私は企画編集としてお手伝いをしている南木隆助と申します。普段は日本文化を海外に伝えるための展覧会を企画・設計したり、企業の思いを伝えるオフィスを設計するなどの仕事をしています。

和菓子が置かれている厳しい状況

皆さんは、和菓子とその職人達が厳しい状況にあるということをご存知でしょうか?例えば、ある製菓学校では、和菓子部門の募集人数は洋菓子の四分の一。
なり手が少ないから後継者不足のために閉店するお店も増えています。
新規オープンする和菓子屋さんも当然少なくなっています。
また、和食がユネスコの世界文化遺産化に認定されても、日本茶が世界的に流行っても、国際的な注目は和菓子には及んでいません。
ショコラやパティシエ、料理人に比べて、突出した個人はあまり見えていません。
有名なパティシエが新しくオープンするお店の話題を耳にすることはあっても、活躍する和菓子職人の話はほとんど聞きません。

このままでは和菓子文化自体の存在が見えにくくなり、職人の数が減り、いい人材は他の産業に流れ、徐々に和菓子産業は衰えていってしまうのではないかと考えています。

突出した和菓子職人の存在を発信する

世界中の菓子職人と肩をならべ、憧れるに値する和菓子職人がいないこと。
和菓子作りが日本独自の美しさを伝える卓越した表現方法に見えていないことが現在の和菓子界の課題だと僕は考えています。

今回のプロジェクトは現代の和菓子文化を担う力のある職人の存在と技を日本国内や世界に伝えることを目的にしています。

当代随一の職人、一幸庵 水上力

この書籍の主人公である、水上力(みずかみ・ちから)は、自らの店、一幸庵を営みながら、 ロサンゼルスの美術館に招かれてワークショップをしたり、スペインやイタリアでも名だたるパティシエに和菓子文化を教えたり、和の食材を使うことで有名なパリのあるパティシエが、餡の作り方を学びに修行に訪れるなど、数少ない国際的な活躍をする和菓子職人です。

彼が「一幸庵」を創業したのは、1977年、29歳の時でした。
和菓子職人の家に生まれましたが、四男だったため独立する道を選択。 京都と名古屋の老舗和菓子店で5年の修行を積んだ後、東京の小石川に店を持ちました。
以来、独自の和菓子作りに情熱を傾け、数多くの名作生菓子・干菓子を生み出してきました。

一幸庵には、わらびもち、水羊羹、栗蒸し羊羹、花びらもち、桜餅など数多くの名品と言われる和菓子があります。
確かな目で選ばれた材料、時間と手間を惜しまない製造技術、和菓子に欠かせない季節を表現する力。
どれをとっても現代の日本の最高峰の技術と感性をもっている職人のひとりだと言えます。

水上力の創造の源、日本の「72の季節」

そんな水上力が生涯をかけて取り組んでいるテーマが、日本古来から存在する季節、72候。
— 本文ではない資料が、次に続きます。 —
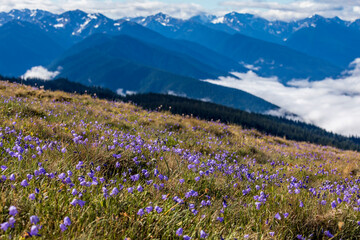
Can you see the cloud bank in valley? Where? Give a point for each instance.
(41, 73)
(273, 9)
(333, 104)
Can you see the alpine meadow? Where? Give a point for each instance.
(184, 120)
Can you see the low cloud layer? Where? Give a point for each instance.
(297, 9)
(333, 104)
(273, 9)
(110, 8)
(41, 73)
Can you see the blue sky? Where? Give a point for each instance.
(270, 9)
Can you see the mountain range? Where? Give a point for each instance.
(163, 54)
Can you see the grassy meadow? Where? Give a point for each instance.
(77, 167)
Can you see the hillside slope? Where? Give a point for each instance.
(71, 163)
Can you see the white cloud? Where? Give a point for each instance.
(297, 9)
(111, 8)
(333, 104)
(41, 73)
(121, 92)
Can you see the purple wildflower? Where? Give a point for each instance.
(34, 231)
(63, 227)
(328, 234)
(32, 196)
(140, 212)
(67, 221)
(12, 211)
(158, 209)
(4, 226)
(203, 234)
(24, 183)
(179, 232)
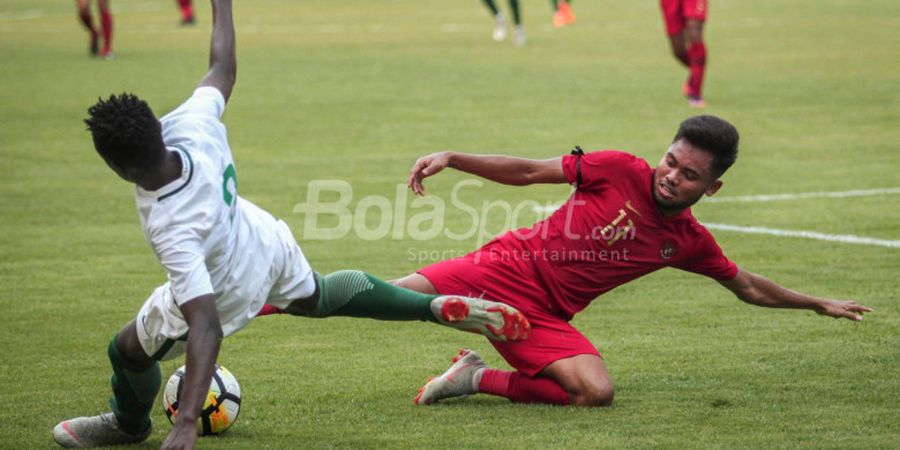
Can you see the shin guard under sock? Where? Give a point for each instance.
(357, 294)
(519, 388)
(134, 391)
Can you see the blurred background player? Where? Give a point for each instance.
(563, 14)
(187, 12)
(84, 12)
(500, 22)
(684, 25)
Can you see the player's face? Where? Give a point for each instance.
(682, 177)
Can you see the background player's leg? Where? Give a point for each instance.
(679, 48)
(187, 11)
(135, 382)
(519, 32)
(84, 13)
(696, 56)
(499, 20)
(106, 27)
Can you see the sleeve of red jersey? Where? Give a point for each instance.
(708, 259)
(595, 167)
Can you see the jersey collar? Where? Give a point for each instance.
(187, 172)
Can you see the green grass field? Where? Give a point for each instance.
(356, 91)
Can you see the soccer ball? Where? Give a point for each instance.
(223, 401)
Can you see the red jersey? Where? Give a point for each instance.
(607, 233)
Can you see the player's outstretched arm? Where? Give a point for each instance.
(222, 60)
(501, 169)
(758, 290)
(203, 344)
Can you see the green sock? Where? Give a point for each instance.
(357, 294)
(134, 391)
(491, 6)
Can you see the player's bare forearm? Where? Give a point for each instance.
(222, 56)
(502, 169)
(204, 338)
(758, 290)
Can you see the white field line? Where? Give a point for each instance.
(842, 238)
(802, 195)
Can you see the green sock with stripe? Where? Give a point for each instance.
(353, 293)
(134, 391)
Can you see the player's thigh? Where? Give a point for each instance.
(160, 328)
(293, 280)
(552, 339)
(416, 282)
(129, 345)
(585, 377)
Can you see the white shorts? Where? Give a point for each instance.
(162, 330)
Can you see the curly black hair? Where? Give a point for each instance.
(714, 135)
(125, 131)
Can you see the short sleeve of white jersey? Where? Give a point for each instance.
(186, 266)
(205, 100)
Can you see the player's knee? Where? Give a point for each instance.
(596, 395)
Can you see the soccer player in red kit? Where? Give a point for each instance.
(684, 26)
(84, 13)
(624, 220)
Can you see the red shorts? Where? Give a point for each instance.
(552, 337)
(677, 12)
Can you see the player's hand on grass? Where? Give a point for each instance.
(842, 309)
(182, 437)
(425, 167)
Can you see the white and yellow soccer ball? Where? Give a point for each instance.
(222, 404)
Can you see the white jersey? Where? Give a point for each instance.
(209, 239)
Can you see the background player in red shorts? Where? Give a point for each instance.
(624, 220)
(84, 13)
(684, 25)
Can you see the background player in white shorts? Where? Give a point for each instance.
(225, 258)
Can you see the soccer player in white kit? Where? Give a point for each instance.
(225, 259)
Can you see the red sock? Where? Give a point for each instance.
(268, 309)
(106, 24)
(697, 64)
(522, 389)
(187, 10)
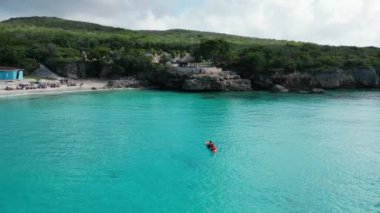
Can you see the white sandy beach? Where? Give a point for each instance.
(88, 85)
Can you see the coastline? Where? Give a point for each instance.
(88, 86)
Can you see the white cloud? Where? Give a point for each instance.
(336, 22)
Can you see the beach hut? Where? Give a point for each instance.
(11, 74)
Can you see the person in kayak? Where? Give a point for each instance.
(210, 145)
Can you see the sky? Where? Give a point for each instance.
(333, 22)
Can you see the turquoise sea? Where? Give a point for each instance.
(143, 151)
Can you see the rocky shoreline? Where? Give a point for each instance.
(194, 79)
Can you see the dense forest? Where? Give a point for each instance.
(26, 42)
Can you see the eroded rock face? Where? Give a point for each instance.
(128, 82)
(365, 77)
(262, 82)
(352, 78)
(222, 81)
(73, 70)
(279, 89)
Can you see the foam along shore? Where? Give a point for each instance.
(81, 86)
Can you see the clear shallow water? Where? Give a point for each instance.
(142, 151)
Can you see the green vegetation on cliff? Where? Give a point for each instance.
(25, 42)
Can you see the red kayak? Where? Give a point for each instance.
(211, 146)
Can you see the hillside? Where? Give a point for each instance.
(25, 42)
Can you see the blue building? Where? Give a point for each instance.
(11, 74)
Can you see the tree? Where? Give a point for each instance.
(218, 51)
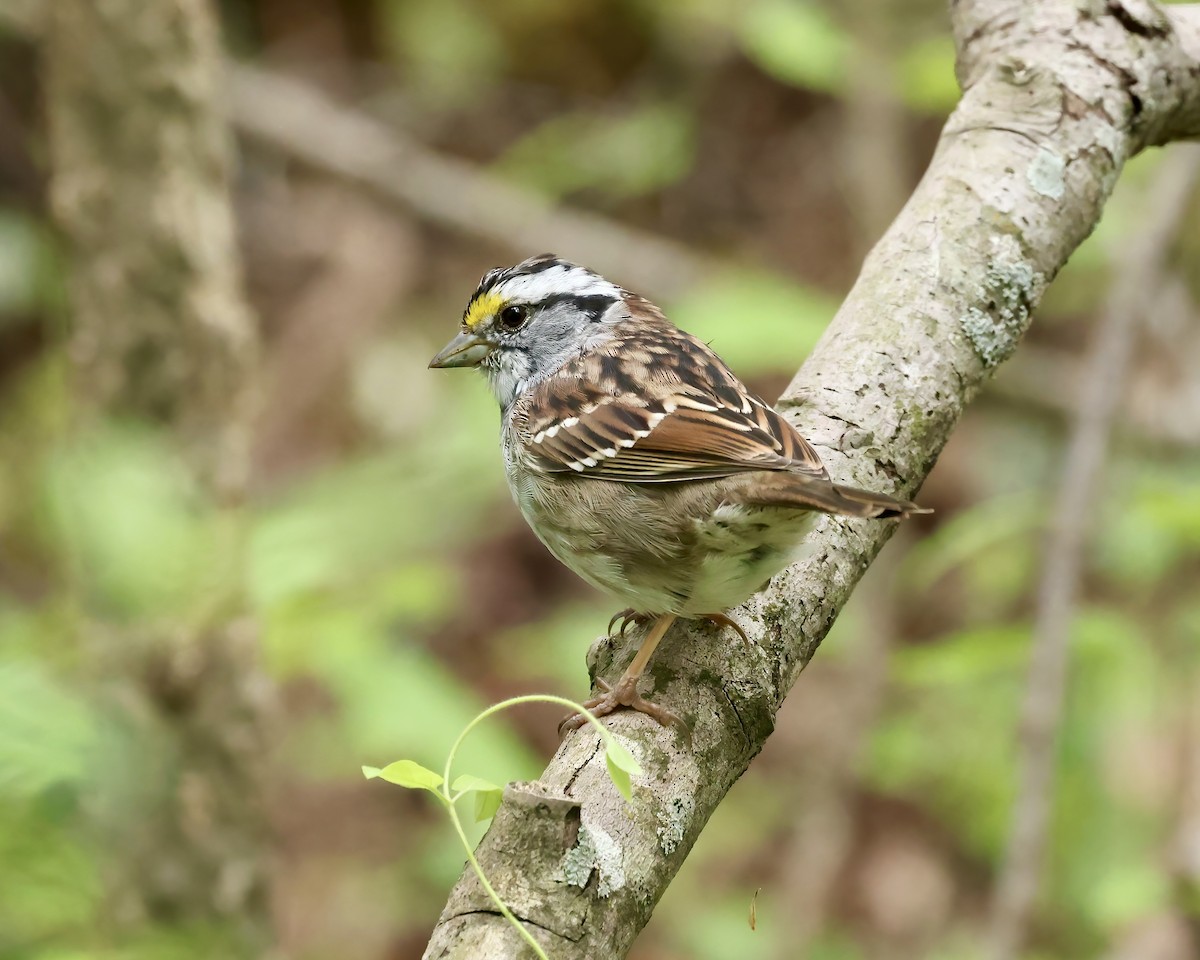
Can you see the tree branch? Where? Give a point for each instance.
(1054, 103)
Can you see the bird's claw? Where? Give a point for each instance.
(624, 694)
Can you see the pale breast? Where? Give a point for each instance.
(658, 547)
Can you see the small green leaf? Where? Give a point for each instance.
(619, 778)
(621, 766)
(618, 754)
(408, 773)
(487, 795)
(487, 802)
(468, 783)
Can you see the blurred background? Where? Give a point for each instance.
(373, 587)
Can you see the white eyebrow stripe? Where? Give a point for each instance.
(558, 280)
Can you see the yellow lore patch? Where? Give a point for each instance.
(481, 307)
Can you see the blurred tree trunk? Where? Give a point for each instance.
(161, 335)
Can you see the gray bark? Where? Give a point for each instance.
(160, 333)
(1056, 97)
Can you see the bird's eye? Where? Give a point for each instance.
(513, 318)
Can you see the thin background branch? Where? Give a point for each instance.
(1139, 279)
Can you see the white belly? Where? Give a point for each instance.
(738, 550)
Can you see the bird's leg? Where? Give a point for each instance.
(627, 617)
(624, 691)
(720, 619)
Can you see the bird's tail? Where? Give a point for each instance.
(785, 489)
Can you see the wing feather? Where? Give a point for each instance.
(660, 408)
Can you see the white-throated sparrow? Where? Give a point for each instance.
(636, 455)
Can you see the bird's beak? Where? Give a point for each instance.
(465, 351)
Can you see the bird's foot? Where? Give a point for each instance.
(624, 694)
(720, 619)
(627, 617)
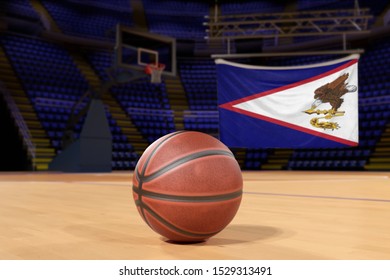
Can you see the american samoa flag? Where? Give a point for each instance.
(311, 106)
春夏秋冬が四季。
立春や夏至、秋分に大寒などが二十四節気。
更に細かく分けたものを、72候(しちじゅうにこう)と呼びます。
72すべての季節は、その季節の情景や旬を表す言葉となっています。

例えば・・・・

鴻雁北(こうがんかえる)。
4/10~4/14のことを指します。
冬を過ごした雁が北国へと帰っていきます。季節の訪れとともにその姿を表す候鳥として、春に飛来し秋に去る燕と対を成して、暮らしや文学の中で親しまれてきました。

蛙始鳴(かわずはじめてなく)。
5/5~5/9のことを指します。
春先に冬眠から醒めても、暫くの間は眠そうだった蛙が、ようやく鳴き声を聞かせ始めます。
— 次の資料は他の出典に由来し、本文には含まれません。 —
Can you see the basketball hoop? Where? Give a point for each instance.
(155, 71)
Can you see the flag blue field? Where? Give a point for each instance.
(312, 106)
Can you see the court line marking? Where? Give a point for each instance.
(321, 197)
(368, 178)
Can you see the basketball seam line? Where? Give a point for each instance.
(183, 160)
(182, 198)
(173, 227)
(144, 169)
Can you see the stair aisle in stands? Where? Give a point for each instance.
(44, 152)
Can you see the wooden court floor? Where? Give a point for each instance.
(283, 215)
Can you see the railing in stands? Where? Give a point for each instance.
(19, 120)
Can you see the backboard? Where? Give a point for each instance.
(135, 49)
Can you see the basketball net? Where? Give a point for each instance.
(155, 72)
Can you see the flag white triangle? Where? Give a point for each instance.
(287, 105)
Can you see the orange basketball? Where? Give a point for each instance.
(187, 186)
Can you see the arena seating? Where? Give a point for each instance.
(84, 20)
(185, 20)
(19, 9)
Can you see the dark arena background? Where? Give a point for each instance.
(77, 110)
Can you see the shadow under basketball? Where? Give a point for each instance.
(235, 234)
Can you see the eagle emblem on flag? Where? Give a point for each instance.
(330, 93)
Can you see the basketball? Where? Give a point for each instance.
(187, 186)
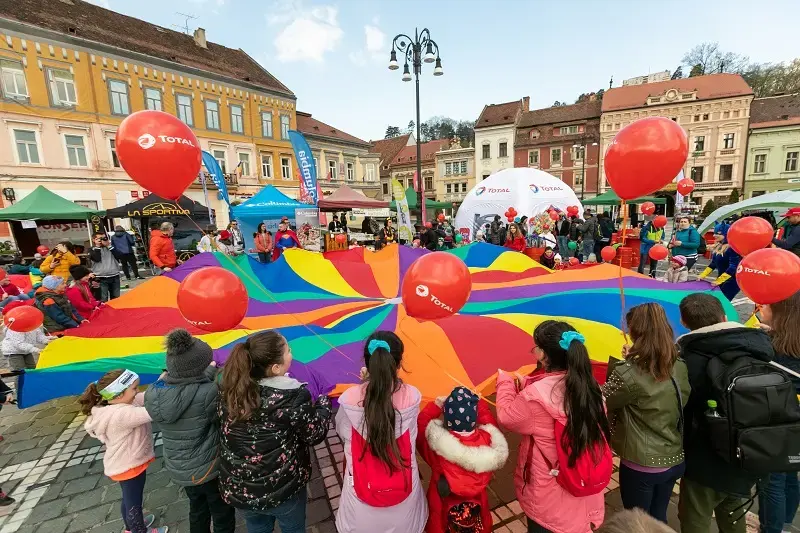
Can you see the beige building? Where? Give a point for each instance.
(713, 110)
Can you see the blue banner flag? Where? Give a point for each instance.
(308, 170)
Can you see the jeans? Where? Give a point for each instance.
(778, 499)
(205, 504)
(131, 507)
(291, 516)
(649, 492)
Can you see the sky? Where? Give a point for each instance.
(333, 54)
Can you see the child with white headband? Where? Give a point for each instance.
(118, 419)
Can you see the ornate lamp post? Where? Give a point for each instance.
(420, 49)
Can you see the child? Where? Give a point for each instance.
(462, 451)
(377, 422)
(118, 419)
(268, 424)
(677, 271)
(183, 402)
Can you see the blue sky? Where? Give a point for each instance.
(333, 53)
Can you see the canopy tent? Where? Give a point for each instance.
(43, 204)
(345, 198)
(773, 201)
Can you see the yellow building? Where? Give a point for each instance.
(72, 71)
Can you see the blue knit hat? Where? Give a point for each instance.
(461, 410)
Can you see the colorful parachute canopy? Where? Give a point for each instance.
(327, 305)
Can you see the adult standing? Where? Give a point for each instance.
(105, 267)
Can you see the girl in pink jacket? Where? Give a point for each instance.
(532, 409)
(118, 419)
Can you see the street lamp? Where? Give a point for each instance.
(416, 51)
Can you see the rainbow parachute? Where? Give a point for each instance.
(326, 305)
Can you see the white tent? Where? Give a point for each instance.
(529, 191)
この、72候の季節を美しい和菓子として表現したもの。それが今回のプロジェクトで出版したい「IKKOAN」です。

少し中をお見せすると・・・先ほどの鴻雁北はこちら。

そして、蛙始鳴はこちらです。

和菓子の文脈は複雑なものですが、情景描写は万国共通です。
何十年もこれらの情景とむきあっている水上さんから生まれた、和菓子ならではの表現であり、同時に海外の人にも伝わる表現にもなっています。

このプロジェクトを立ち上げたきっかけ

元々、僕は小さい頃から一幸庵さんの和菓子を食べており、小学生のときには誕生日ケーキの代わりに、一幸庵さんの羊羹を母にせがんで一本買ってもらうほどでした。
ある時にお話を聞きに伺った時に、水上さんが「和菓子に未来はあるのか」という強い危機感をお持ちだと知りました。
お話をするなかで考えたのは、世界に通じる高いクオリティの本を作ること。
本を作ることで、彼の仕事を後世に残すと同時に、日本や世界に対して、和菓子を日本画や俳句などに並ぶ日本の美しさを伝える高度な表現手段として伝えることで、和菓子が置かれている厳しい状況に対して働きかけができないかと考えました。
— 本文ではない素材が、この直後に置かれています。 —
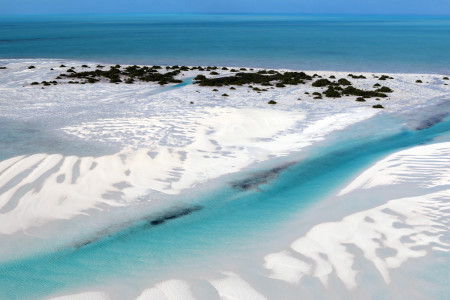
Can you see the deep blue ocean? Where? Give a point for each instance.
(350, 43)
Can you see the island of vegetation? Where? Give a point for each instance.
(330, 87)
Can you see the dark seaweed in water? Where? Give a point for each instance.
(259, 178)
(106, 234)
(431, 121)
(174, 215)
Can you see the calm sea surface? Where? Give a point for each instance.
(353, 43)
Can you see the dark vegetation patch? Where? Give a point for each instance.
(262, 77)
(385, 77)
(356, 76)
(128, 75)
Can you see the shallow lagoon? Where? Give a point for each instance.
(230, 222)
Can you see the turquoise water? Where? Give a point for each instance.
(354, 43)
(228, 219)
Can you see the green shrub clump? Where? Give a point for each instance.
(344, 81)
(331, 93)
(321, 83)
(384, 89)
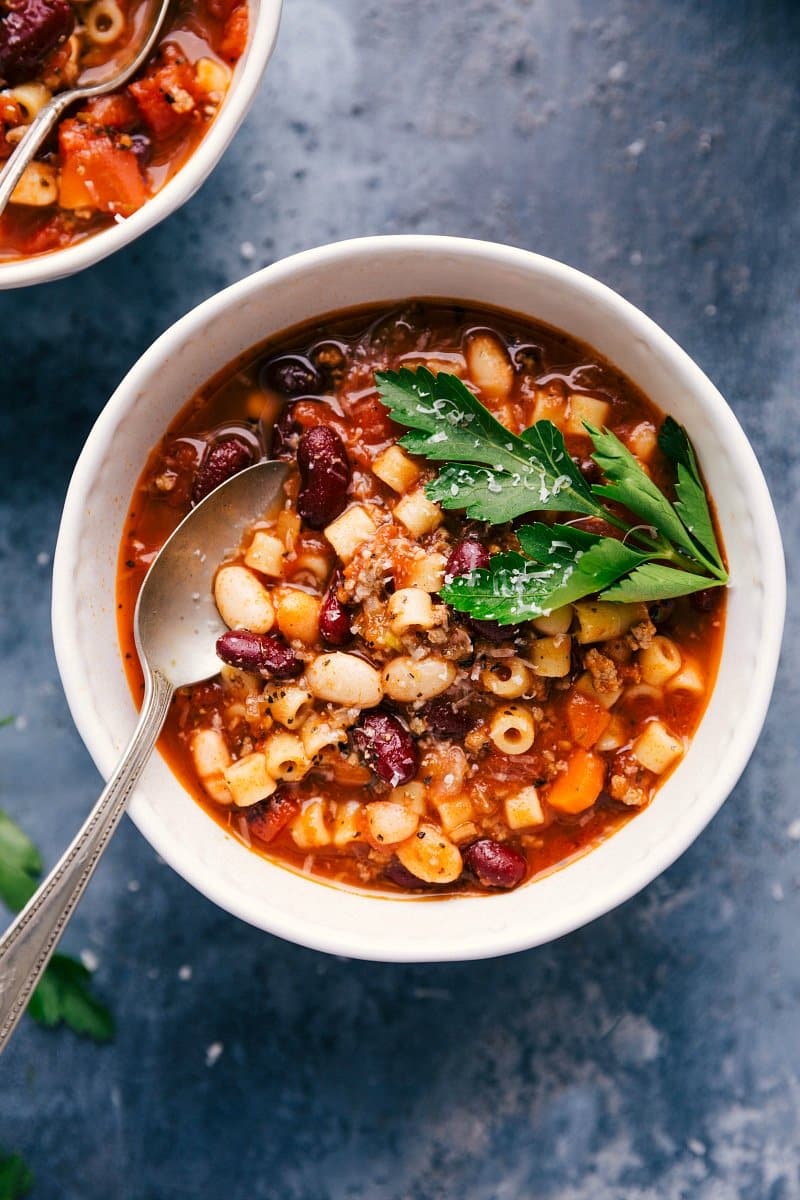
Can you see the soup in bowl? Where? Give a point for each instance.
(453, 671)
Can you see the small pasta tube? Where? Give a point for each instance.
(411, 796)
(552, 657)
(286, 756)
(690, 678)
(455, 813)
(103, 22)
(265, 555)
(348, 822)
(557, 622)
(426, 573)
(431, 856)
(409, 679)
(211, 756)
(600, 621)
(242, 600)
(507, 678)
(512, 729)
(344, 679)
(660, 660)
(296, 615)
(38, 186)
(524, 809)
(410, 609)
(389, 823)
(417, 513)
(30, 97)
(310, 829)
(350, 531)
(289, 706)
(587, 408)
(656, 748)
(488, 365)
(395, 468)
(211, 77)
(250, 780)
(317, 732)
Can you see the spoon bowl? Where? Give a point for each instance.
(94, 82)
(176, 625)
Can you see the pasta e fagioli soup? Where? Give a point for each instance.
(457, 653)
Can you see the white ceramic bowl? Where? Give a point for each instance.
(390, 269)
(264, 19)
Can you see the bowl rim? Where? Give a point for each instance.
(512, 939)
(56, 264)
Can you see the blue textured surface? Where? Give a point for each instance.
(653, 1056)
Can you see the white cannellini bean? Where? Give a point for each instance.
(431, 856)
(344, 679)
(408, 679)
(242, 600)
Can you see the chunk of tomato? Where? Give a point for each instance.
(97, 172)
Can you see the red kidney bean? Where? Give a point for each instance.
(29, 30)
(266, 654)
(495, 865)
(266, 819)
(334, 616)
(293, 375)
(324, 475)
(227, 457)
(444, 720)
(397, 874)
(467, 555)
(388, 748)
僕は学生時代に建築を学んでいたのですが、水上さんの和菓子には伝統建築のような継承を感じます。
宮大工たちが技術や様式を受け継ぎながらすこしずつ表現を進化させていくように、水上さんも先人たちが作って来たルールに乗っ取りつつも、それを乗り越え、自分の表現を生み出しています。

この本の先にあるもの

この本を日本や海外の美術館や書店に展開し、アート文脈として通用する新たな和菓子文化を伝えていきたいと考えています。
さらにこの本で美術館にプレゼンテーションを行い、パリなどの国際都市での和菓子職人として初めての展覧会開催を目指しています。
プレゼンテーションで強くアピールするもの、アーカイブとして100年後まで価値を失わないものを目指し、写真家やアートディレクター、そしてなにより一幸庵さんが納得いくまで撮影を重ねました。
また、多国籍での展開を考慮して、翻訳も英語だけではなくフランス語も追加する等のプロセスを重ね、当初1年で制作し出版する予定が、5年の歳月を要しました。

水上力氏のメッセージ

花でも野菜でも季節を問わず手に入れられる現代において、お茶会や行事の厳密な季節に合わせて作られる和菓子は、日本の文化を表現するためにとてもよい存在だと考えています。
だからこそ日本文化の一端を担うと自負する者として、和菓子で72候という日本の文化を表現するこの本の企画に興味を持ちました。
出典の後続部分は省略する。